Celebrity Books: Renzo Arbore, forse ho amato solo due volte
Di Ottavia Borghini Baldovinetti Il libro di Renzo Arbore Mettetevi comodi. Vita, peripezie e tutto il resto, scritto con Andrea…
Di Ottavia Borghini Baldovinetti
Il libro di Renzo Arbore Mettetevi comodi. Vita, peripezie e tutto il resto, scritto con Andrea Scarpa ed edito da Fuoriscena, è in libreria dal 18 novembre 2025. Si tratta di una biografia intervista che racconta la vita, la musica, la radio, la televisione, gli amori, gli amici e le follie di un uomo unico che in più di sessant’anni di carriera ha segnato la storia del nostro Paese, dagli esordi fino ai successi televisivi e radiofonici più noti: dalla prima fascinazione per la musica napoletana ascoltata nella natia Foggia dai muratori impegnati nelle ricostruzioni del dopoguerra, al jazz suonato per gli americani nei locali più all’avanguardia, passando per gli anni di studio a Napoli, città del cuore di Renzo.
Il lettore sotto gli occhi troverà sì una lunga intervista, ma al tempo stesso anche una sorta di piccolo grande viaggio, a tratti sorprendente ed esilarate, a tratti incredibile ed avventuroso. Renzo ha visto gli ufo, ha vissuto come Robinson Crusoe per due settimane, ha pure consultato a lungo un mago.
E non è finita qua ovviamente perché poi, rapito e sospettato di essere coinvolto in un omicidio, si è rifiutato di indossare i panni di Pio XII in una serie tv internazionale.
Gli è stato anche chiesto di fare il sindaco di Napoli e lui ha risposto vestendosi da donna; insomma una vita vissuta a mille all’ora, una vita straordinaria di un uomo fuori dall’ordinario. Un uomo che dal 1964 ad oggi ha inciso in profondità il modo di essere italiani ed anche la percezione dell’italianità all’estero.
Tutto ciò che troviamo stampato nelle pagine del libro è frutto di 16 incontri tra Andrea Scarpa e Renzo Arbore avvenuti tra il 2 aprile ed il 14 agosto 2025 nella casa di Renzo a Roma, una casa “sorprendente, scintillante e coloratissima”, piena di Amarcord ed oggetti eclettici: le statuine di Totò e la campanella da premier di Palazzo Chigi, le foto con Eduardo De Filippo e Mariangela Melato ed il quadro con le insegne di Cavaliere di Gran Croce al merito della Repubblica italiana, la collezione del “Monello” e i ritratti di San Gennaro e Billie Holiday ed ancora il dipinto a olio con il Golfo di Napoli e la gigantografia di Elvis Presley.
E poi clarinetti e fisarmoniche ed addirittura una fart machine in bella mostra sul tavolino di fronte ai divani, per non parlare della cucina con il bancone tropicale pieno di ananas luminosi, pappagalli semoventi e torte finte e infine tante, tantissime scatolette di cibo prese in giro per il mondo: dai filetti di coccodrillo dominicano alle zampe di maialino guatemalteco.
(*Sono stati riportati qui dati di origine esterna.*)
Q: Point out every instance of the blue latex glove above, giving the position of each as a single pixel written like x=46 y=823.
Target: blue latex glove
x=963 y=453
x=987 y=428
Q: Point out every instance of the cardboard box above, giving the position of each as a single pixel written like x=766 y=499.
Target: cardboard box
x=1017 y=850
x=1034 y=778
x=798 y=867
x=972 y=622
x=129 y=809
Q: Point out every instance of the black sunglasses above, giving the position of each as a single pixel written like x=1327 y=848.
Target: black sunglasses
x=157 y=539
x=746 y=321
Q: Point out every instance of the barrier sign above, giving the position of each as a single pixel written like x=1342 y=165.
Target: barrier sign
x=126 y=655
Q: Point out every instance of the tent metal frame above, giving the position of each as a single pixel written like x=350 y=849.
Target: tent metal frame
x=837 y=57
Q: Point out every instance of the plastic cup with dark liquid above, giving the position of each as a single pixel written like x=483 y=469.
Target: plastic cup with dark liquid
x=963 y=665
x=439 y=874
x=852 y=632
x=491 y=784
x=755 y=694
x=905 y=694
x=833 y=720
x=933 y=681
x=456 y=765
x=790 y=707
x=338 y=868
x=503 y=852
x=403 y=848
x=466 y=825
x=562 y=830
Tante le curiosità da scoprire, dalle amicizie con artisti del calibro di Federico Fellini, Luciano De Crescenzo, Renato Guttuso, Massimo Troisi, Domenico Modugno, Raffaella Carrà, Pippo Baudo, Maurizio Costanzo, Vasco Rossi; ai flirt con donne come Moana Pozzi e Lory Del Santo.
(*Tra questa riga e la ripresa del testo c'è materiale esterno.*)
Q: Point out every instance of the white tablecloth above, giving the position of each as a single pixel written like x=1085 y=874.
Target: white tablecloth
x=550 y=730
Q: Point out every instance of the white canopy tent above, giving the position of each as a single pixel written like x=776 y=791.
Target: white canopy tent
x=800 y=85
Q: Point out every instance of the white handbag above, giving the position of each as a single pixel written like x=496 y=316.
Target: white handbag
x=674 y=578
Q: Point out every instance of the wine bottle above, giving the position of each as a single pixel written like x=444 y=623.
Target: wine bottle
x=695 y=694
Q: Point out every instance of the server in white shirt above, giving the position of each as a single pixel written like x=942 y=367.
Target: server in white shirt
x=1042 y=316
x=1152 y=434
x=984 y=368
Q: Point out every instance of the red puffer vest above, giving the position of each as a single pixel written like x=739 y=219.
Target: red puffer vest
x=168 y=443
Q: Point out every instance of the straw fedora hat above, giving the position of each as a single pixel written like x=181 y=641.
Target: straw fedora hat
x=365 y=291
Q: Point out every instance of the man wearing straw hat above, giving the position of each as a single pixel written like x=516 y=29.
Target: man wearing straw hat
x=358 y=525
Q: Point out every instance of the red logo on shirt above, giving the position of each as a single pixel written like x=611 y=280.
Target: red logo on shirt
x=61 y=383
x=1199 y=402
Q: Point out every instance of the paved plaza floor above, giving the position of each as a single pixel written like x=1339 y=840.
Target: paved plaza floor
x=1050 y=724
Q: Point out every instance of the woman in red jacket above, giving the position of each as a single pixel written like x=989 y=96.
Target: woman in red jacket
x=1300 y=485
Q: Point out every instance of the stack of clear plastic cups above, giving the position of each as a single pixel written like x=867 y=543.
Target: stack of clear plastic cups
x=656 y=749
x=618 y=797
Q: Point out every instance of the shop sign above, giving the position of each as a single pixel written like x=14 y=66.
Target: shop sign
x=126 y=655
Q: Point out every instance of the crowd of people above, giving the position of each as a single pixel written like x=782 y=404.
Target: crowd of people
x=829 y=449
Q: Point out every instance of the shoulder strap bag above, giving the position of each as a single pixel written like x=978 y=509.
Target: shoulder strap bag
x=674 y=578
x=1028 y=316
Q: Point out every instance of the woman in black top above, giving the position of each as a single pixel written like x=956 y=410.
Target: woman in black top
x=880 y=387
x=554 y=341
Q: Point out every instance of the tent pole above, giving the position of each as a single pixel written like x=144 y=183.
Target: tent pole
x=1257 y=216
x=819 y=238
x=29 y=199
La canzone di Mogol e Lucio Battisti Innocenti evasioni è ispirata ad un episodio della relazione tra Arbore e Vanna Brosio. Ha poi avuto una lunga storia d’amore con l’attrice Mariangela Melato e dopo con Mara Venier. E poi ancora fu lui a scoprire talenti come Roberto Benigni, Nino Frassica, Marisa Laurito.